Permaculture: UMass vs. Smith

31 Jul

It all began last semester when Helena Farrell, the woman who started the famed permaculture movement at UMass, came to speak to my LSS 100 class about her experience.  I had heard of permaculture before but had never really listened and I thought it was just some flashy new gardening technique.  But Helena Farrell made me and my fellow Community Garden org members in the class realize that this was a model that could really work for us and could help us solve some of the challenges we had been facing.  It would mean we would have less area that we needed to plant every spring with our limited crew of volunteers and it would help the garden be more sustainable and consistent from year to year, permaculture also appealed to us because it implied a deeper connection between the Earth and people and allow for both to be taken care of.  We went up to Helena at the end of her lecture and shared our excitement with her.  She encouraged us to look to the current model in place at UMass because it has been so successful.

I kept permaculture for the garden on a front burner in my mind and UMass on the back burner.  I knew that there were certain aspects of the UMass system that could only thrive at a school like UMass and might not be directly applicable to our garden, such as credits and work-study positions dedicated to managing the gardens on campus and planning for their development and planting.  In any case, I attended one day of the three day Permaculture Your Campus Conference that UMass was hosting earlier this summer thanks to funding through the Smith Students’ Aid Society.

Going in to the conference I wasn’t too sure what to expect, but it turned out to be extremely helpful and inspirational.  I learned all about how to analyze a site for it’s permaculture opportunities from Jonathan Bates of Food Forest Farm, the importance of partnering with other local organizations based on the Grow Food Amherst model and Sarah Berquist’s PC in the PV practicum course, and how UMass has been able to integrate their garden and permaculture efforts into the academic fabric of the campus and market their campaigns successfully.  I was able to talk to UMass permaculture staff and students but I was also able to meet and talk to gardeners from Michigan, New York and California.  They each came with a whole host of perspectives on permaculture, some were experienced permaculture gardeners, others were permaculture skeptics from traditional farming backgrounds. UMASSgarden                                           The permaculture garden at UMass.

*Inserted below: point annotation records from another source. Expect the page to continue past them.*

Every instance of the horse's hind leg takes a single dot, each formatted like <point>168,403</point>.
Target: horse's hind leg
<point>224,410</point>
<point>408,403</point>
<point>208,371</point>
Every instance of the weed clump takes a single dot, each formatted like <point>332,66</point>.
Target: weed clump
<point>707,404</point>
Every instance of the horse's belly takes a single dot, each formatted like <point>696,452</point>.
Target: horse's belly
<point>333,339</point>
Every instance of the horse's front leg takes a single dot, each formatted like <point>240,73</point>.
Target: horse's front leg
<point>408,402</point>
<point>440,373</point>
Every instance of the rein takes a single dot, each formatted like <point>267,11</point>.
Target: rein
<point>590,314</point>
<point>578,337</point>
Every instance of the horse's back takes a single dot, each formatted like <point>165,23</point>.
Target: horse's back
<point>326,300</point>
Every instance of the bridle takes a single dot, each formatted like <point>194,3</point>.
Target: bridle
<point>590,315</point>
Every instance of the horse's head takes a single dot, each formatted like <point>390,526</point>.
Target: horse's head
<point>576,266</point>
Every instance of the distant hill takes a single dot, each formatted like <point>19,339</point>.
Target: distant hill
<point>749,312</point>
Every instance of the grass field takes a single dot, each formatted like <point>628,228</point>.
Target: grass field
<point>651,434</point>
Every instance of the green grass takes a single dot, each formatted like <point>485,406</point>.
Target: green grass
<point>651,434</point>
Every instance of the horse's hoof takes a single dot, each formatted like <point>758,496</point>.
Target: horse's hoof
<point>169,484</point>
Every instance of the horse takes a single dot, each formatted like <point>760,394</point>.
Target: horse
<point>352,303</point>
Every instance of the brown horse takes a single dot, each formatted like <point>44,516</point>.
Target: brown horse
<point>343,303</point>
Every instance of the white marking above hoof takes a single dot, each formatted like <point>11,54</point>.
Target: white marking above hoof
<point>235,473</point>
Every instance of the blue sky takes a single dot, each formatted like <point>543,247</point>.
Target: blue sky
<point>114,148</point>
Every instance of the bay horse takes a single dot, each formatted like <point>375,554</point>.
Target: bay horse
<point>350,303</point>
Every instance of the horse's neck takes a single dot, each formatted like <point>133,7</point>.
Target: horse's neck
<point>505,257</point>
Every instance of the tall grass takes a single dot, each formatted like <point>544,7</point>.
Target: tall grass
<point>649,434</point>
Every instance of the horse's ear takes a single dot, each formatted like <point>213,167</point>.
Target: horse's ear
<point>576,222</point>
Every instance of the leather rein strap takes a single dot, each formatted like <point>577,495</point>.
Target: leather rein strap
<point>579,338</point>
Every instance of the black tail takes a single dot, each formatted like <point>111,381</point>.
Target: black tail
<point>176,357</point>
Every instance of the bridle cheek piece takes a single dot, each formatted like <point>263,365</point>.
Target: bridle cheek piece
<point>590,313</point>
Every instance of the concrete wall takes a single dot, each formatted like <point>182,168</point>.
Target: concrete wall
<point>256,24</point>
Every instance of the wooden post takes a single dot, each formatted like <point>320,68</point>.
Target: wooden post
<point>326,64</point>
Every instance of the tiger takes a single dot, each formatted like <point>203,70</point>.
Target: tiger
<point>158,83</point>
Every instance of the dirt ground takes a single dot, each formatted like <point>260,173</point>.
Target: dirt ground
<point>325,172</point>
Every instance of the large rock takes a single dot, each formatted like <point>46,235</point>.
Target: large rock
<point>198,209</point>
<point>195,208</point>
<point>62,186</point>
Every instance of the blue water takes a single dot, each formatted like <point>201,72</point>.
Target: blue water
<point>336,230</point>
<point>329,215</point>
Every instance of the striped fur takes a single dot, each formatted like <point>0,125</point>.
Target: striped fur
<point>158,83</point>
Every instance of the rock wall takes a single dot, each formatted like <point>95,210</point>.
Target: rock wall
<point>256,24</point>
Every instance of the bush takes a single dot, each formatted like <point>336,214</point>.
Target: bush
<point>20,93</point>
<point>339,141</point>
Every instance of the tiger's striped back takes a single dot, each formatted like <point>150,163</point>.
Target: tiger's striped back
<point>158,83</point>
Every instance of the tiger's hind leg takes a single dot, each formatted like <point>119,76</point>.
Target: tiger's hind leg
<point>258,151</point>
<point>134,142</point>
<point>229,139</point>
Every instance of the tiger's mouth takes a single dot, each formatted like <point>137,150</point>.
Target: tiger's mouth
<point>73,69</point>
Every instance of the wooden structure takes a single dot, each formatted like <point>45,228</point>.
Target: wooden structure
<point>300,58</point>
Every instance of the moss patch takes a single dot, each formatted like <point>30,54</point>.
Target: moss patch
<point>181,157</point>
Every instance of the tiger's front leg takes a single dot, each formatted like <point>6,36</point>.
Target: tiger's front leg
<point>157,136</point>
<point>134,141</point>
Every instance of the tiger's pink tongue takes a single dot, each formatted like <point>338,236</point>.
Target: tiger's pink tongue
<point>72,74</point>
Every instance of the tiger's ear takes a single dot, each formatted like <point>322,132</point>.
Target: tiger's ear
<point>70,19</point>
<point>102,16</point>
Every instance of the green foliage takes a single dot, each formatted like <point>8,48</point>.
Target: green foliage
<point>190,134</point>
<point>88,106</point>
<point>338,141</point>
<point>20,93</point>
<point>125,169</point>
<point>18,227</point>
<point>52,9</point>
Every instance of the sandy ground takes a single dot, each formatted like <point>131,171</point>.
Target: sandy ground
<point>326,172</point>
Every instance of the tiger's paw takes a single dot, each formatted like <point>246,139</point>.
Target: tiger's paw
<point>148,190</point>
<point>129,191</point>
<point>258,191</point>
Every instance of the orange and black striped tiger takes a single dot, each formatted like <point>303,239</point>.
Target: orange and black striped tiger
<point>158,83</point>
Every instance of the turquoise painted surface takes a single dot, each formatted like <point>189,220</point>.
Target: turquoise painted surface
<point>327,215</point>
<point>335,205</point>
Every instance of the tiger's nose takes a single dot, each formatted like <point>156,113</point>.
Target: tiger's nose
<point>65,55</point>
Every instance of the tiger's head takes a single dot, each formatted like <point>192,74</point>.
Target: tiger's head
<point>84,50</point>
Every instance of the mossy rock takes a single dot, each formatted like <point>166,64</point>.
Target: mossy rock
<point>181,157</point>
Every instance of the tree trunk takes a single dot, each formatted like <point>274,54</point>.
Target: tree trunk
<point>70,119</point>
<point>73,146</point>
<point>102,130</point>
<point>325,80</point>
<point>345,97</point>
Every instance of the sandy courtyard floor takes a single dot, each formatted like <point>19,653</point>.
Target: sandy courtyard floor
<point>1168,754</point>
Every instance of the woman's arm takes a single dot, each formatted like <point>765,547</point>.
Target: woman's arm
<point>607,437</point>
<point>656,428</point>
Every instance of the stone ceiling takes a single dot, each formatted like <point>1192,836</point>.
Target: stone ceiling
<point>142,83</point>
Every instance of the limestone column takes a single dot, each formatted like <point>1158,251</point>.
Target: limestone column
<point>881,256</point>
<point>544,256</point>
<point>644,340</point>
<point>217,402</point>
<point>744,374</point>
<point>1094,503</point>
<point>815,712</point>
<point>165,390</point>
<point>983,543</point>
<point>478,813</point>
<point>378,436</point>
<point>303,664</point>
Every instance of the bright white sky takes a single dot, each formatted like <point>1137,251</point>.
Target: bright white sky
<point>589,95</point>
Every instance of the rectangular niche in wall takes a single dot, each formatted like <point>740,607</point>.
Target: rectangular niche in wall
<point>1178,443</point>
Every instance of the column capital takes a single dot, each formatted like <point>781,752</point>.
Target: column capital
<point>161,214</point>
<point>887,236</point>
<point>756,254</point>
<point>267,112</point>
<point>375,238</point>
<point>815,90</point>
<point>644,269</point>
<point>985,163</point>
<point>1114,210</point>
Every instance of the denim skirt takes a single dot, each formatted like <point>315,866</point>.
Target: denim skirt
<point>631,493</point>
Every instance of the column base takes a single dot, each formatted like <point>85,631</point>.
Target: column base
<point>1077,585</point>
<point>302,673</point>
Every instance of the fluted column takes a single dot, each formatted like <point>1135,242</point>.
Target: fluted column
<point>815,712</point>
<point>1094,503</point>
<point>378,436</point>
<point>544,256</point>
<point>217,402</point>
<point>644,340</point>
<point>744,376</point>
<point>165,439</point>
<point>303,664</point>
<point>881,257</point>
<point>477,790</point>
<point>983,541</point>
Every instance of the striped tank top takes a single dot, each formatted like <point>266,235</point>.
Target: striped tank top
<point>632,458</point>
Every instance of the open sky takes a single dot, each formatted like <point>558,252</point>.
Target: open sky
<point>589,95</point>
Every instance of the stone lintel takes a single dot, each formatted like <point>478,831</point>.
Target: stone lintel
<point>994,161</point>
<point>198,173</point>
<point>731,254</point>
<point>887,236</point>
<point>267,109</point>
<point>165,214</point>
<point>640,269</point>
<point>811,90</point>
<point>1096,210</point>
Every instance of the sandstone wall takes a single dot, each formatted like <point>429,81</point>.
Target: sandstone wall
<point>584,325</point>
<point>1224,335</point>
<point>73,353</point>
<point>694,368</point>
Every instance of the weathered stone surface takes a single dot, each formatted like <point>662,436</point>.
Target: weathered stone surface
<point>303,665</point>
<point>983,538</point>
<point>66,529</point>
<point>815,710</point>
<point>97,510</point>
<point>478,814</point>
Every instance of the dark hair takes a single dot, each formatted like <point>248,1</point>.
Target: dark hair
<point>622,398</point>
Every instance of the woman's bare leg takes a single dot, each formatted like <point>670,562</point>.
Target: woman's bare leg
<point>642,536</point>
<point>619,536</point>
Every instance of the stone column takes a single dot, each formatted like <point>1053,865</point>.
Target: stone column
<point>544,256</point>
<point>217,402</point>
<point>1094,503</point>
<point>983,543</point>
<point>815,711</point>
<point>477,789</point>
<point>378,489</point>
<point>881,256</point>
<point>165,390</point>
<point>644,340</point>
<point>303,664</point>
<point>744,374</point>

Just hearing about the wide range of motivations that people had for coming to the conference made me realize just how big the permaculture movement really is and how the guiding principles of permaculture can be manipulated to suit the needs of any garden, no matter what the scale or the institutional context.  It made me feel better to know that we could be inspired by UMass and use their resources without having to walk perfectly in their footsteps.  The Community Garden can incorporate permaculture on our own terms so that the garden continues to fit within the fabric of Smith while creating positive social change through the principles the practice embodies.